The most interesting 12 months of my career

Ever have the sense that you are so busy teaching students how to blog that you don’t have time to blog yourself?

I’m guilty. For about the past year, I have neglected my own writing about journalism and journalism education. But the things that have kept me busy are good ones. In short, this has been the best and most dynamic year of my teaching career. I’ve learned more in the past 12 months than during any other point in my time on this planet.

In July 2014, I was named as the editor of the New Mexico News Port, a student journalism lab at the University of New Mexico, where I teach journalism. The lab, first funded by the Online News Association and now by the Ethics and Excellence in Journalism Foundation, serves as a hub for journalism students to collaborate with local media partners including the public television and radio stations on campus as well as the independent student newspaper.

To date, we’ve done three theme-based projects, including covering the mid-term election; producing audience-based reporting based on the WBEZ Curious City model and crafting an in-depth look at New Mexico’s innovation economy. Our work has won several local and national awards.

My work at the News Port includes story planning and editing with students in various classes in the department, overseeing a crew of student employees, and designing and developing our website.

Here’s a look at a student-produced video about our first year. The project continues to expand and grow as we reach out to new partners and help more students publish their work as they prepare for careers in journalism.

In the spring of 2015, I taught the first Mobile Reporting course at UNM. I created and pitched this class, which is cross listed as an elective in the Interdisciplinary Film and Digital Media program and the Communication and Journalism Department here. To fund the iPad kits for students, I wrote my first grant.

In the class, students use an iPad mini to report and produce audio and video pieces that they publish to a group WordPress site. I will teach the class again in spring 2016, and the class has been chosen to be part of a new Innovation Academy at UNM.

Here’s some of the best work from the inaugural class.

Meanwhile, this summer, I started helping guide students at the New Mexico Daily Lobo from a daily print schedule into a twice-weekly, online-first approach.

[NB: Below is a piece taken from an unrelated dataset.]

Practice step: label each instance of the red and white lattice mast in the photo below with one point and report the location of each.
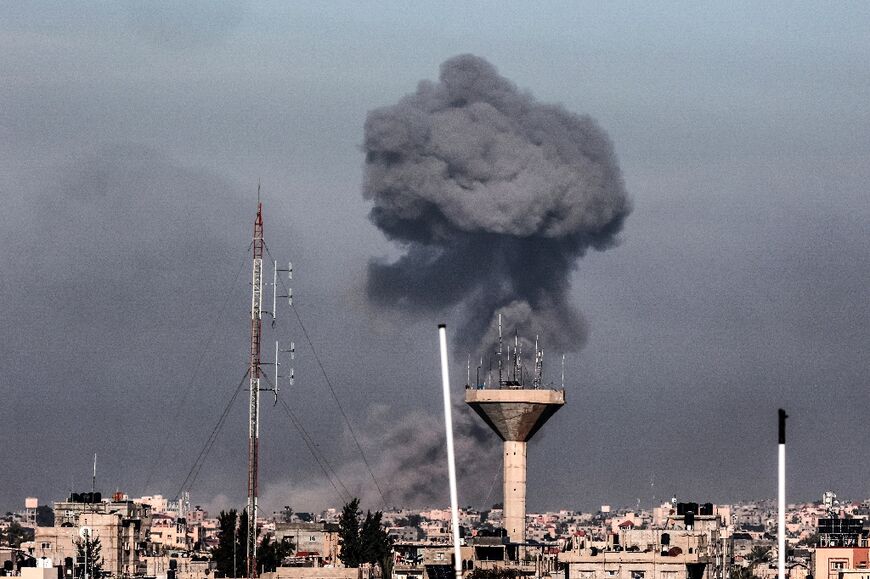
(255, 371)
(254, 399)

Part of my work with students as their writing coach involves helping them incorporate digital and social media into a new newsroom workflow and mentality. Next month, I will give a training on using Periscope to cover breaking news.

For the fall 2015 semester, I’m teaching a 200-level writing and editing for multimedia class. I was given the latitude and encouragement to shake up the syllabus a bit and run the course more as a newsroom than a classroom. I consider this my tiny corner of the teaching hospital model of journalism education. I believe students can only learn journalism from doing journalism and the sooner this starts in their college careers, the better.

As part of their work in my class, students write directly for the Daily Lobo as well as the News Port. So far, students have been excited to see their work in print and online. To ease students into the idea, I have a student editor in the classroom with me every other week to go over edits and workshop ideas. I think this helps the students feel more connected to the newsroom process.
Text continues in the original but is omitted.